Polygenic, cell-envelope adaptations drive high-frequency daptomycin resistance in Staphylococcus capitis NRCS-A from neonatal sepsis and NEC

Staphylococcus capitis NRCS-A is a major cause of neonatal sepsis worldwide and exhibits resistance to multiple antibiotics. We assessed the prevalence and mechanisms of daptomycin resistance (DAP-R) in bloodstream isolates from a German neonatal intensive care unit. Ten of 11 NRCS-A isolates (91%) were resistant to daptomycin, and 18% displayed decreased susceptibility to vancomycin. Genomic analysis revealed diverse polymorphisms in genes associated with DAP-R in Staphylococcus aureus, but no single amino acid variant explained resistance. Phospholipid composition remained unchanged, whereas isolates displayed increased cell surface charge and cell wall thickening.
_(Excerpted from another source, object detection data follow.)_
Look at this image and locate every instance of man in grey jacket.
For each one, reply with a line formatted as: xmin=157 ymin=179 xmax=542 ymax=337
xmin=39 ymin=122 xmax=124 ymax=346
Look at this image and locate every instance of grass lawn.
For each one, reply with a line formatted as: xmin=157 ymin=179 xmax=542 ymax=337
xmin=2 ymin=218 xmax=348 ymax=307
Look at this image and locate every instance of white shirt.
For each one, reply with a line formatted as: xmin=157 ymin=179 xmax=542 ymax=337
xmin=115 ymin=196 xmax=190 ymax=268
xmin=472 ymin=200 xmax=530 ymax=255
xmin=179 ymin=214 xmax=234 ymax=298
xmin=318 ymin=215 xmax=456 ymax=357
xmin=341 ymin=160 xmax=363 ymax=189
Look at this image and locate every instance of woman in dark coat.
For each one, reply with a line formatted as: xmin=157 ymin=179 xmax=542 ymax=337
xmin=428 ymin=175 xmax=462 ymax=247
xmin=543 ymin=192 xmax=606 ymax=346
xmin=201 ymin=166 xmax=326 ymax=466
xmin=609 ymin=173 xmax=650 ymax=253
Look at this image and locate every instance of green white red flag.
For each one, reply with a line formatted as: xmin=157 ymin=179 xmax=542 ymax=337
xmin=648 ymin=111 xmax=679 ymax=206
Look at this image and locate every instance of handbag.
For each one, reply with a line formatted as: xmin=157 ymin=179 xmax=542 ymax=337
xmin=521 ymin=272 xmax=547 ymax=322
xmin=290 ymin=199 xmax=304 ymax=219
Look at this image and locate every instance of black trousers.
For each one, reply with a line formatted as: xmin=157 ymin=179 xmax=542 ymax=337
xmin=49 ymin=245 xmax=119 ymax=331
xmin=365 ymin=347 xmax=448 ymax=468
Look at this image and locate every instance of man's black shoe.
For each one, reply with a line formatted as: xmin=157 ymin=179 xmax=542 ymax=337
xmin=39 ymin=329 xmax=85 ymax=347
Consistently, BODIPY-labeled daptomycin binding was reduced and more diffusely distributed in DAP-R NRCS-A with weaker septal enrichment. In serial passaging experiments, S. capitis acquired DAP-R more rapidly and robustly than S. aureus or S. epidermidis under subinhibitory concentrations of either daptomycin or vancomycin. Resequencing after in vitro DAP-R evolution in S. capitis identified newly acquired mutations in cell envelope-associated genes, including walK and mprF. These results indicate that S. capitis NRCS-A rapidly evolves resistance via polygenic, cell-envelope-driven mechanisms distinct from those in S. aureus. The high prevalence and adaptive capacity of DAP-R in neonatal isolates raise concern for therapeutic failure in neonatal intensive care.